Alguém disse dívida pública? O Partido Socialista quer apenas ouvir. No caso da proposta parlamentar do BE sobre a matéria, absteve-se com argumentos que deixariam perplexo o mais contorcido sofista: por um lado, não concorda “integralmente” com os termos da proposta, e por isso não vota a favor; mas por outro lado, respeita a “iniciativa de largos milhares de cidadãos” que requereram o debate, e por isso não vota contra. De resto, trata-se de um “problema” que tem a característica de ser “europeu”, isto é, que só os outros podem resolver.

Os partidos à direita, tal como os partidos à esquerda, aproveitaram para exigir “esclarecimento” ao PS. Mas o PS não tem o exclusivo da evasão política. Veja-se o caso do governo. O Orçamento de Estado? “É o que pode ser”. Entenda-se: não é o que o governo pretendia. Reforma do Estado? Só com o PS, de modo que se não há reforma, não peçam contas ao governo. E para o resto, servem-lhe os rumores sobre as desinteligências da coligação, que permitem a cada um dos parceiros governamentais insinuar que não faz o que quer, ou não quer o que faz.

Nada disto é misterioso: estamos a um ano de eleições e ninguém se quer comprometer. Mas nas actuais circunstâncias do país, parece haver uma disponibilidade inédita para tratar esta manha pré-eleitoral como sinal de “responsabilidade” e prova de “realismo”. Nos debates com Seguro, Costa já demonstrou como a retranca e a ambiguidade, que outrora justificariam suspeitas de impreparação ou de segundas intenções, podem agora passar por uma honesta relutância em fazer “promessas” ou por um lúcido reconhecimento de falta de “margem de manobra”.

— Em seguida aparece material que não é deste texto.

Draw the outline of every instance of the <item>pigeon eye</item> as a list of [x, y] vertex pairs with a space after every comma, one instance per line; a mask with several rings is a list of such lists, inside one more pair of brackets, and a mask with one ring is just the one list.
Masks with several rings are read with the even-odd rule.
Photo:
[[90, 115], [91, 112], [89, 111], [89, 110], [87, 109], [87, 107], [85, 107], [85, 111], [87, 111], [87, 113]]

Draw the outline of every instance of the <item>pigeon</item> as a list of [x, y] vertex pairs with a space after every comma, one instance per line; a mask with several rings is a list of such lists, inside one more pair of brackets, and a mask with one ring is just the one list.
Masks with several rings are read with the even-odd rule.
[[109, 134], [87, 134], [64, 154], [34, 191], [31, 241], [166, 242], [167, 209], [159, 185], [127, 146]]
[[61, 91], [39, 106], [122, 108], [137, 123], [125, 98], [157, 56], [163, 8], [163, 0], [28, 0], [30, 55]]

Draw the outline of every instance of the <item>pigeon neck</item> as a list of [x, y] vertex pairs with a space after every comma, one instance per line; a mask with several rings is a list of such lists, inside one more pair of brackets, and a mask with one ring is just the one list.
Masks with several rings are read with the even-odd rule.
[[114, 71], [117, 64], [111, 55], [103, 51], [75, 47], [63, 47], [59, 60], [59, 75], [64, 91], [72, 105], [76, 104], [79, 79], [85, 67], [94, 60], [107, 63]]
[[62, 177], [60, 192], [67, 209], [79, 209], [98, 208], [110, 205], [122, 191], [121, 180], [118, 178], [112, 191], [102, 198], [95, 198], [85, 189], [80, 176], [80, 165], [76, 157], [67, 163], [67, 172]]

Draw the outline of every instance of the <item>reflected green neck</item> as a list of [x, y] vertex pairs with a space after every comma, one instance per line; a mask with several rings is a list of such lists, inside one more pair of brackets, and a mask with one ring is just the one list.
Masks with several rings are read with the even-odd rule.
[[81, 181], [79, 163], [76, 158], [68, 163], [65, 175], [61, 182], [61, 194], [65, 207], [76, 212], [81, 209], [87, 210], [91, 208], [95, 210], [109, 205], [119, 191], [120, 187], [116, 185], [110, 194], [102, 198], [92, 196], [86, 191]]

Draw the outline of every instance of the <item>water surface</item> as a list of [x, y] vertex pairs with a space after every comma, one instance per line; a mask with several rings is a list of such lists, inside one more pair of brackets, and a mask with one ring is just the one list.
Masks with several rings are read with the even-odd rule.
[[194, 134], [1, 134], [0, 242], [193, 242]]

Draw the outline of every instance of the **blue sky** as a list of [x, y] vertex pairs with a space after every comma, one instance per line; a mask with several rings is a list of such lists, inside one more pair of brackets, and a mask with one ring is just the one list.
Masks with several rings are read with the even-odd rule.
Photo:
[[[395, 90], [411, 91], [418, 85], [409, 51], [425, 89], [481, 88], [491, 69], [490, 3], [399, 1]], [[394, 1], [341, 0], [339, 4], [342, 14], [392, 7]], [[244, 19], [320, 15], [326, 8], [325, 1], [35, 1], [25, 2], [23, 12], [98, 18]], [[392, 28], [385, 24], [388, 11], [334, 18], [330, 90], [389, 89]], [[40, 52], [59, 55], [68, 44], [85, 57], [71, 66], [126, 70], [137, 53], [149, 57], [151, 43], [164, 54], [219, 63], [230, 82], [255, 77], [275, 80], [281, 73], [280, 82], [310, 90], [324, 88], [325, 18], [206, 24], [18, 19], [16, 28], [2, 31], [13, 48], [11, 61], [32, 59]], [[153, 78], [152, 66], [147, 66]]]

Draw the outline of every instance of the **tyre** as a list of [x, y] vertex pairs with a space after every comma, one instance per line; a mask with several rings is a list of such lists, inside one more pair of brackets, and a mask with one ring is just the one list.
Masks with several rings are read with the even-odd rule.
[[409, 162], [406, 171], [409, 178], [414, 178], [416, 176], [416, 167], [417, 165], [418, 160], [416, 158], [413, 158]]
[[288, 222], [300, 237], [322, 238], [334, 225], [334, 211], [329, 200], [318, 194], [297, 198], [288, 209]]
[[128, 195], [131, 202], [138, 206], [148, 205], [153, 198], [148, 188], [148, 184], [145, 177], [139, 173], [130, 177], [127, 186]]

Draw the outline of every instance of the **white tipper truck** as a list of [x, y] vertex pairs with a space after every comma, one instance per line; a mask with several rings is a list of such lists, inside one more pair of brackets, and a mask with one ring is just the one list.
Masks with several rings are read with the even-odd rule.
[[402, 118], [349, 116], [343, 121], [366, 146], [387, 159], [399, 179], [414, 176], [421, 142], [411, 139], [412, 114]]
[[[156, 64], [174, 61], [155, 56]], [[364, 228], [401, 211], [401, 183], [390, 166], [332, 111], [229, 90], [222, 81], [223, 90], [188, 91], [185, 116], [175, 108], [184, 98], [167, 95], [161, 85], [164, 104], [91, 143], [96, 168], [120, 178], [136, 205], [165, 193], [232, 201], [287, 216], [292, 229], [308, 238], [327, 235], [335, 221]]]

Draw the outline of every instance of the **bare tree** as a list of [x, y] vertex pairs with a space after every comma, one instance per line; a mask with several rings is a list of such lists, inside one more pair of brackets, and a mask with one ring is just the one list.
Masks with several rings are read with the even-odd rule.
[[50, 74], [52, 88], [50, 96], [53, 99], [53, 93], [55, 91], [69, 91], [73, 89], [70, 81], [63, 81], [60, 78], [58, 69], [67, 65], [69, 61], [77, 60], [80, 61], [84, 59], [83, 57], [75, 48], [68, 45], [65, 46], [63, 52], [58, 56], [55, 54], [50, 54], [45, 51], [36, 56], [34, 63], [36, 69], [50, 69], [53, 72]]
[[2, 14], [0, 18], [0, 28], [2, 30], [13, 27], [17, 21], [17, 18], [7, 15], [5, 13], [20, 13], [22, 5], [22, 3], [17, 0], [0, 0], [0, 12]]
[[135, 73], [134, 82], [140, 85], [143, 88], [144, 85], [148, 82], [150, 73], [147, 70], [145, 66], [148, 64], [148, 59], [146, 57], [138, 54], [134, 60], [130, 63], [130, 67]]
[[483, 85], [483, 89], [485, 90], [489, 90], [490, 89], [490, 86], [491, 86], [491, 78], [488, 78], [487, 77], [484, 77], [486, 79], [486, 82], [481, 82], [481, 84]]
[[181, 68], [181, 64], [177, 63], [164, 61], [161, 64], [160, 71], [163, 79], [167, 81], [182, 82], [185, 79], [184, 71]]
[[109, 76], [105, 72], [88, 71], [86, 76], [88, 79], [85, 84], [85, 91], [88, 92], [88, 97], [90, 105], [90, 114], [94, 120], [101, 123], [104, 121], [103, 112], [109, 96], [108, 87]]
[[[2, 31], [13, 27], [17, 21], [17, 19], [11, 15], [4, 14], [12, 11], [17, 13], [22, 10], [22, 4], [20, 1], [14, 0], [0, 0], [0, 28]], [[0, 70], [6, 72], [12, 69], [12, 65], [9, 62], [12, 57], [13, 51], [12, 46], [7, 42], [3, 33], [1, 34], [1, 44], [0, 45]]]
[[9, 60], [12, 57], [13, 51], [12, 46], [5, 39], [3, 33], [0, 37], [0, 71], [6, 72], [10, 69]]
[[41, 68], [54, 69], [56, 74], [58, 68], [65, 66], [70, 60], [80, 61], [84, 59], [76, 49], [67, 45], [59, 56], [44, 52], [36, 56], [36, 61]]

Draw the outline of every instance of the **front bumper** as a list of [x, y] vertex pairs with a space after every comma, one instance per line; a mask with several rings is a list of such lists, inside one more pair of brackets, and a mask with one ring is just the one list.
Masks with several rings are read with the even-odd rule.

Não vou diminuir os “problemas”. Os compromissos que nos foram impostos pelas urgências financeiras encerraram a fase da democracia à D. João V que vigorou até 2011. A incerteza é grande: o crescimento económico a reboque do resto do mundo, como no final de crises passadas, parece menos provável quando tudo arrefece, até a China. Mas justifica isto a redução da política a uma guerra de mudos e de calados? Não justifica. Impede isto que haja “estratégia”, como António Carrapatoso reivindicou aqui em relação ao orçamento? Não impede.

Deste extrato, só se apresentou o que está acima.